On the other hand, the Anabaptist tradition--called the "Radical Reformation" by historians--which arose a few centuries ago in opposition to Catholicism AND Lutheranism AND Anglicanism AND Calvinism was exclusionary. It said, "No, it's our way or nothing." It also said "By our minister or nothing" and "Only at the age we have decided upon."

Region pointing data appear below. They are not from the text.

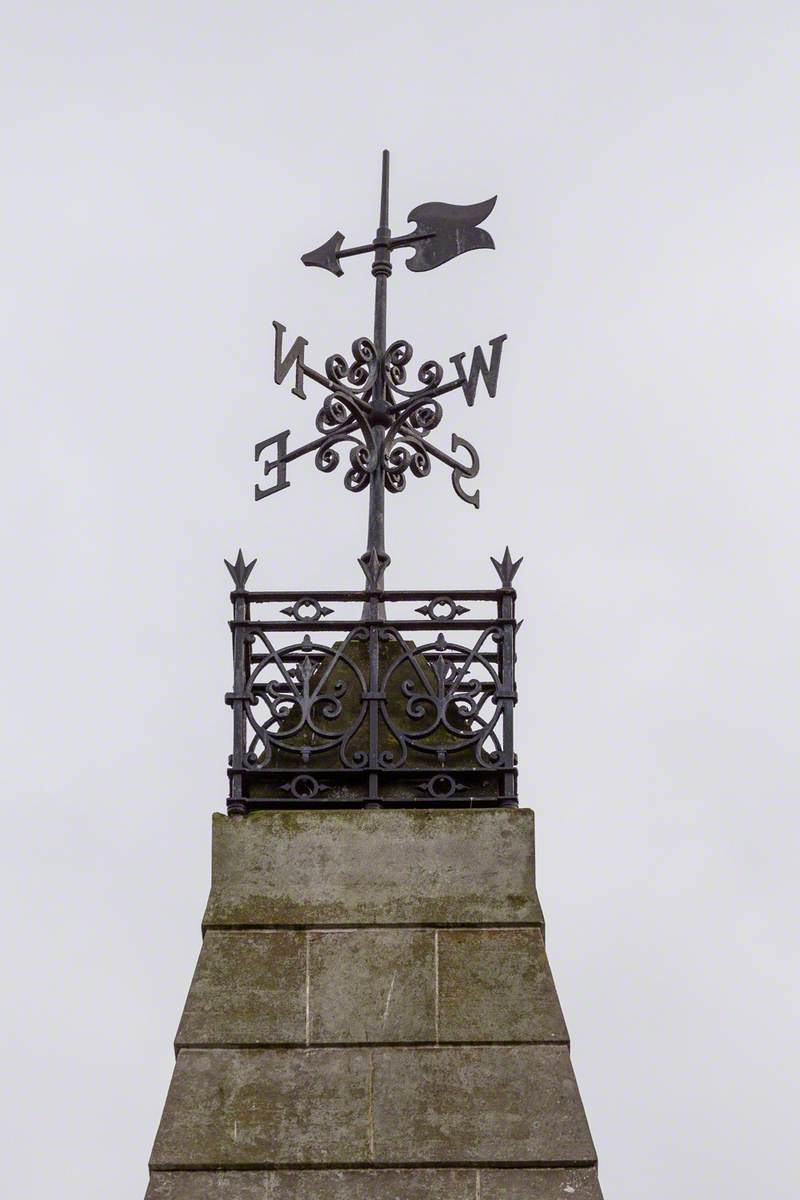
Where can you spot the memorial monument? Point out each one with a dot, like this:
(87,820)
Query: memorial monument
(372,1013)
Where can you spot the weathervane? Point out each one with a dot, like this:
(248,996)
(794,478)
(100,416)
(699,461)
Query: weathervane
(366,405)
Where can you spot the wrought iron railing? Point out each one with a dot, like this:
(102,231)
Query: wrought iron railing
(374,697)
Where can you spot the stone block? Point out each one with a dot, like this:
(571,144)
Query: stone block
(248,989)
(403,867)
(495,985)
(471,1104)
(314,1185)
(372,985)
(386,1185)
(209,1186)
(260,1108)
(540,1185)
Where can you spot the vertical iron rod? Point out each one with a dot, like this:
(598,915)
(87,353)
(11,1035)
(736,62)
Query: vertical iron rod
(382,269)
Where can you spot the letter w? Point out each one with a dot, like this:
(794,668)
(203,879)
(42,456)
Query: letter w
(479,370)
(293,359)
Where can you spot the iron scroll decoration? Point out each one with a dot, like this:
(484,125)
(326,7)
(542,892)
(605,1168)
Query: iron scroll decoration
(341,705)
(354,697)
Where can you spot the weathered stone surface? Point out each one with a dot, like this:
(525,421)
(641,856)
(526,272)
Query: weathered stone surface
(534,1185)
(259,1108)
(401,867)
(209,1186)
(495,985)
(390,1183)
(492,1104)
(386,1185)
(372,985)
(248,988)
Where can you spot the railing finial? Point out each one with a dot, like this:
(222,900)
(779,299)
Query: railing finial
(506,568)
(240,570)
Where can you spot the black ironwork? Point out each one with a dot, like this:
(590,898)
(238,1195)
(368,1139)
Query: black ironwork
(336,700)
(337,703)
(368,409)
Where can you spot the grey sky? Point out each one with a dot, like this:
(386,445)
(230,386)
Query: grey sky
(164,167)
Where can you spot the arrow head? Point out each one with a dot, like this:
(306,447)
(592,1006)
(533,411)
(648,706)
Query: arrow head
(326,256)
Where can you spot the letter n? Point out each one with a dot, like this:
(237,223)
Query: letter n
(293,359)
(479,370)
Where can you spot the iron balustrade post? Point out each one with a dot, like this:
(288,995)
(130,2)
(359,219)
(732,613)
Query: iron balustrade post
(236,799)
(374,609)
(506,611)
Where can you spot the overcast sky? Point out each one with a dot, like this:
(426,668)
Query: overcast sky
(164,166)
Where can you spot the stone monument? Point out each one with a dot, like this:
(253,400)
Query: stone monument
(372,1013)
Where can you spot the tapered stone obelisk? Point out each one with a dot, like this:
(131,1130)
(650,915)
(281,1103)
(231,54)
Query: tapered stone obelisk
(373,1015)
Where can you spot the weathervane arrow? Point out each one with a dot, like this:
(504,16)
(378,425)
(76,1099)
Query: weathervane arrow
(367,409)
(443,232)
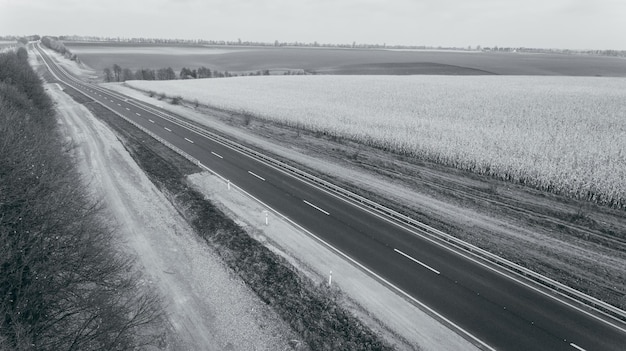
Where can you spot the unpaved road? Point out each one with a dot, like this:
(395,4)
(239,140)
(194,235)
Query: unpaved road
(207,307)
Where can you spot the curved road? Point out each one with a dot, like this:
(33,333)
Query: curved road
(485,305)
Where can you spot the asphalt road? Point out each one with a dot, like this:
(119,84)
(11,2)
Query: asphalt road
(478,300)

Unfortunately, their argument is wrong. Baptizo does not mean to immerse and only to immerse. It means to immerse, to dip, to wash, and etc. It describes the traditional mode of Christian baptism. It just doesn't support the Anabaptist POV which says that only one of the meanings is going to be accepted by them (and for no particular reason since Scripture doesn't specify immersion). Like so many other doctrinal disputes of the past, the problem originates with someone thinking that there is one and only one possible meaning for some word or passage in Scripture--and being wrong about that.
That is not how dictionaries are structured. If that were the case, each possible definition would have been given a unique number, like this ...

baptizo:
1. to dip repeatedly
2. to immerge
3. to submerge
4. to cleanse by dipping or submerging,
5. to wash,
6. to make clean with water
7. to wash oneself
8. to bathe

That is not how it was presented in the dictionaries, but I give up trying to explain how dictionaries work. Redefine 'baptizo' any way you want.